Signature supervisor



Cellular processes are controlled by networks of interacting genes and molecules. In the cell the product of the expression of one gene can affect the expression of another, creating a network structure in which genes regulate each other through their products. The emergent properties of these and other networks determine the behavior of the cell. Much is unknown about these complex gene regulatory networks. Understanding how these networks work and what they look like provides us with a completer picture of the inner workings of the cell.

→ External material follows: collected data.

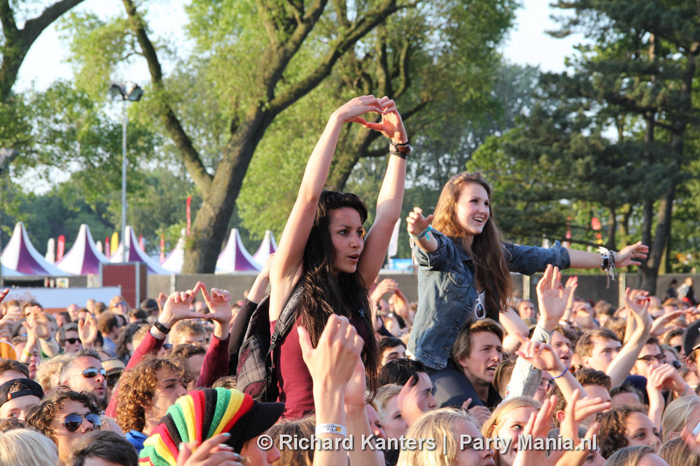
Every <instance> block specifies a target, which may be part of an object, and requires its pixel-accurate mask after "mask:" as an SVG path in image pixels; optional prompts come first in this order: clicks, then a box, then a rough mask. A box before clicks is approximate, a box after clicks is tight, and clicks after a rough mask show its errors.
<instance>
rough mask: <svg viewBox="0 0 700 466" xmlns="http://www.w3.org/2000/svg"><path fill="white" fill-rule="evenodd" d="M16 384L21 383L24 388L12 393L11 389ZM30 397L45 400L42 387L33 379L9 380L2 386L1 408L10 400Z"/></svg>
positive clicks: (17, 379) (15, 379)
mask: <svg viewBox="0 0 700 466" xmlns="http://www.w3.org/2000/svg"><path fill="white" fill-rule="evenodd" d="M16 383H21V384H22V385H24V388H20V389H19V390H17V391H14V392H10V388H11V387H12V386H13V385H14V384H16ZM30 395H34V396H35V397H37V398H39V399H40V400H41V399H43V398H44V390H43V389H42V388H41V385H39V384H38V383H36V382H34V381H33V380H31V379H12V380H8V381H7V382H5V383H4V384H2V385H0V406H2V405H4V404H5V403H7V402H8V401H10V400H14V399H16V398H21V397H23V396H30Z"/></svg>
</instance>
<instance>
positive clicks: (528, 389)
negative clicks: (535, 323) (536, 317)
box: [506, 325, 552, 400]
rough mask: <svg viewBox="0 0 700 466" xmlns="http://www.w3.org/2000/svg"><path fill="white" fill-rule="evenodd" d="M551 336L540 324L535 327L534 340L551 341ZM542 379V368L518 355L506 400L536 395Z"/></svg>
mask: <svg viewBox="0 0 700 466" xmlns="http://www.w3.org/2000/svg"><path fill="white" fill-rule="evenodd" d="M551 338H552V337H551V335H550V334H549V333H547V332H546V331H545V330H544V329H543V328H542V327H540V326H539V325H538V326H537V327H535V331H534V332H533V334H532V340H533V341H541V342H543V343H549V342H550V340H551ZM541 379H542V371H541V370H539V369H537V368H536V367H535V366H533V365H532V364H530V363H529V362H527V361H526V360H524V359H523V358H521V357H518V359H517V360H516V361H515V367H514V368H513V375H512V377H511V379H510V383H508V394H507V395H506V400H509V399H511V398H514V397H516V396H529V397H534V396H535V394H536V393H537V389H538V388H539V386H540V380H541Z"/></svg>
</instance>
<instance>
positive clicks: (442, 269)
mask: <svg viewBox="0 0 700 466" xmlns="http://www.w3.org/2000/svg"><path fill="white" fill-rule="evenodd" d="M431 234H434V235H435V239H436V240H437V242H438V247H437V249H436V250H435V251H434V252H431V253H428V252H426V251H424V250H423V249H421V248H420V246H418V245H417V244H414V245H413V253H414V256H415V257H416V260H417V262H418V265H419V269H418V310H417V312H416V317H415V320H414V323H413V330H412V331H411V339H410V341H409V343H408V350H409V351H410V352H411V353H412V354H413V356H414V357H415V358H416V359H417V360H419V361H421V362H422V363H423V364H425V365H426V366H428V367H430V368H432V369H444V368H445V366H446V365H447V358H448V357H449V356H450V353H451V351H452V345H453V344H454V342H455V340H456V339H457V334H458V333H459V331H460V330H461V329H462V328H463V327H464V325H465V324H466V322H467V320H468V319H469V316H470V315H471V313H472V309H473V308H474V303H475V302H476V298H477V290H476V286H475V282H474V263H473V261H472V258H471V257H470V256H469V254H467V252H466V251H465V250H464V248H463V247H462V244H461V240H459V239H452V238H449V237H447V236H445V235H443V234H442V233H440V232H438V231H434V232H432V233H431ZM503 248H504V249H505V253H506V260H508V263H509V266H510V270H511V272H517V273H521V274H524V275H532V274H534V273H537V272H542V271H544V270H545V269H546V268H547V265H549V264H552V265H555V266H557V267H559V268H560V269H567V268H569V266H570V264H571V262H570V260H569V252H568V251H567V250H566V249H565V248H564V247H562V246H561V245H560V244H559V242H558V241H557V242H556V243H555V245H554V246H553V247H552V248H550V249H545V248H538V247H533V246H518V245H515V244H510V243H504V244H503Z"/></svg>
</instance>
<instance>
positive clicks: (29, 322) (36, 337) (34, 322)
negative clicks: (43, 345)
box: [24, 306, 49, 339]
mask: <svg viewBox="0 0 700 466" xmlns="http://www.w3.org/2000/svg"><path fill="white" fill-rule="evenodd" d="M48 324H49V319H48V318H47V317H46V314H44V311H43V309H41V308H40V307H39V306H32V307H31V308H30V311H29V313H28V314H27V319H26V320H25V321H24V326H25V327H26V328H27V333H28V334H31V335H33V336H34V337H36V338H41V339H44V338H48V337H49V325H48Z"/></svg>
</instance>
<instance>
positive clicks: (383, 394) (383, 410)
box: [374, 383, 403, 417]
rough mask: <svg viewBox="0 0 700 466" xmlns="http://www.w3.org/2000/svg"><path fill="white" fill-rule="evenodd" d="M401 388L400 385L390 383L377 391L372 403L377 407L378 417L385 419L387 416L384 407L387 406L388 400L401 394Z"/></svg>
mask: <svg viewBox="0 0 700 466" xmlns="http://www.w3.org/2000/svg"><path fill="white" fill-rule="evenodd" d="M402 388H403V387H402V386H401V385H396V384H393V383H392V384H389V385H384V386H383V387H381V388H380V389H379V390H377V395H376V396H375V397H374V401H375V402H376V405H377V406H376V407H377V414H379V417H386V415H387V414H388V413H387V412H386V405H387V404H389V400H391V399H392V398H394V397H395V396H398V394H399V393H401V389H402Z"/></svg>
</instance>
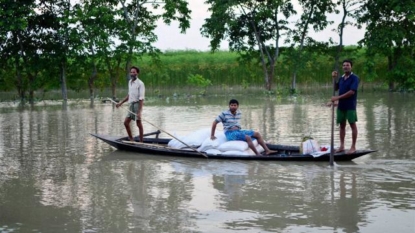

For this project we will be focusing on improving the Hematopoietic gene regulatory network. This particular network is responsible for the differentiation of stem cells to a diverse range of blood cells. At each stage of this differentiation the cell stabilises to a distinct steady-state. The emergence of these steady-states are an intrinsic property of the network itself and can be examined by creating a state space graph. In the state space graph each state of the network is represented as a node in the graph. These states are connected in the state space when it is possible to get from one state to the next through a single change in the gene regulatory network. The structure of the state space reveals information about the amount of steady-states the gene regulatory network contains and which genes participate in them. The current Hematopoietic gene regulatory network does not yet concur with measurements made of the cell in each steady-state. We will attempt to improve the network using a multi-objective genetic algorithm in which the fitness function uses the steady-state information as a quality measure of the network. The algorithm will first be employed on a synthetic network, after which it will be used to improve the Hematopoietic network. The final results for the real-life network are tested in a lab.